Artifacts and Pipelines¶
This page explains how recsys-pipelines publishes versioned recommendation artifacts and how the service consumes the current manifest in artifact mode.
Mental model¶
Artifact mode separates offline computation from online serving:
recsys-pipelinesreads exposure events for a tenant, surface, segment, and day window.- It validates and canonicalizes the input.
- It computes enabled artifacts. The backward-compatible default is popularity and co-occurrence; richer controlled deployments can also enable implicit, content similarity, and session sequence artifacts.
- It writes immutable artifact blobs to object storage.
- It updates the current manifest for the tenant and surface.
recsys-servicereads the manifest and referenced artifacts after cache expiry or cache invalidation.

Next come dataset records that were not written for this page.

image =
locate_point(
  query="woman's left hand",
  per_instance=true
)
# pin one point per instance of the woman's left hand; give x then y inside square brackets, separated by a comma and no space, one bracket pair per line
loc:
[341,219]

In this mode, the thing you ship and roll back is the current manifest, not a service binary.
State locations¶
| State | Owner | Notes |
|---|---|---|
| Tenant config and rules | recsys-service database tables | Versioned control-plane documents with ETags. |
| Canonical pipeline data | recsys-pipelines configured store | Used to build deterministic daily artifacts. |
| Artifact blobs | Pipeline object store | Immutable payloads keyed by artifact type and version. |
| Current manifest | Pipeline registry | Mutable pointer under current/<tenant>/<surface>/manifest.json in local registry mode. |
| Exposure/outcome logs | Operator logging pipeline | Inputs for evaluation and incident reconstruction. |
Local pipeline command¶
The repository proof-kit path runs the pipeline against a checked-in ecommerce fixture:
make proof-kit-test
Expected result: the pipeline writes a manifest under tmp/commercial-proof-kit/pipelines/registry/current/demo/home/manifest.json and publishes artifact blobs under tmp/commercial-proof-kit/pipelines/objectstore/. The ecommerce proof kit enables and verifies popularity, cooc, implicit, content_sim, and session_seq.
Artifact selection¶
Pipeline configs can choose which artifact kinds to compute:
{
"artifact_kinds": ["popularity", "cooc", "implicit", "content_sim", "session_seq"],
"catalog": {
"path": "../examples/data/ecommerce-mini/catalog.csv",
"format": "csv"
}
}
If artifact_kinds is omitted, the pipeline preserves the original lean behavior and publishes only popularity and cooc. content_sim requires a catalog file in CSV or JSONL format. The catalog must include item_id; tags can be provided through a tags/tag_list column in CSV or a tags array in JSONL.
Freshness and rollback¶
Monitor freshness per tenant and surface:
- manifest age
- artifact publish time
- empty recommendation rate
- signal warning rate
- pipeline job success/failure
Rollback in artifact mode means restoring the previous known-good manifest content at the current manifest path. Because artifact blobs are immutable, rollback should not require recomputing artifacts if the previous blobs still exist.
Backfills¶
Backfills reprocess historical windows. Treat them as controlled operations:
- choose the date window explicitly
- check configured backfill limits
- publish only after validation passes
- compare output size and key metrics to the previous run
- keep the previous manifest available until verification passes
Service configuration¶
The service consumes artifacts when artifact mode is enabled:
RECSYS_ARTIFACT_MODE_ENABLED=true
RECSYS_ARTIFACT_MANIFEST_TEMPLATE=s3://recsys-artifacts/registry/current/{tenant}/{surface}/manifest.json
RECSYS_ARTIFACT_MANIFEST_TTL=1m
RECSYS_ARTIFACT_CACHE_TTL=1m
Use production-safe object-store credentials, TLS settings, and cache TTLs before routing real traffic.